On Fri, Apr 1, 2011 at 4:06 PM, Jonathan S. Shapiro <[email protected]> wrote:

<snip>

> The question of when to use inheritance and when to use type classes seems
> challenging to answer. I wanted to avoid having confusingly similar ideas in
> the initial language. If nothing else, I wanted to avoid this for me. As a
> personal matter, OO idioms are very familiar, and I found myself reaching
> for them at the wrong times.

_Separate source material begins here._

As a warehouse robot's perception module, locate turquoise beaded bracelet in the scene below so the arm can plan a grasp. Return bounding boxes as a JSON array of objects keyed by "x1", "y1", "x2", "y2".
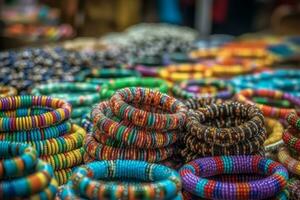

Taken in combination with [1], this is a hazard
> to pure programming.

<snip>

> Reactions and thoughts?

I guess its worth comparing to other impurely-object-oriented
languages and where 'zoning laws'
affect the choice of whether to choose o-o or unadulterated(?) style.

In C++ (i'm not much of a c++ programmer so please do correct me if i'm wrong)
if you want to do generic programming, you're limited to templates on
functions/classes
that is to say, absent any state there are still reasons for why you
might choose to use classes.

In Objective-c because generic's are only provided at the type level
(every object is a generic object),
you are limited to objects for things like collections, which means to
put a non-object into a collection etc
you must wrap that non-object into an object.

I think both cases show a separation between the styles, and that with
bitc providing type variables to the
unadulterated form of the language, the choice of whether to use
unadulterated or o-o styles may/might/hopefully
be limited to whether 'state + interface' is appropriate to the
problem being solved.  At least I think bitc is in a much better
position to meld the o-o paradigm, than a language such as c.

That said, I think its something worth tinkering with once we have a
compiler with all of the must-have's.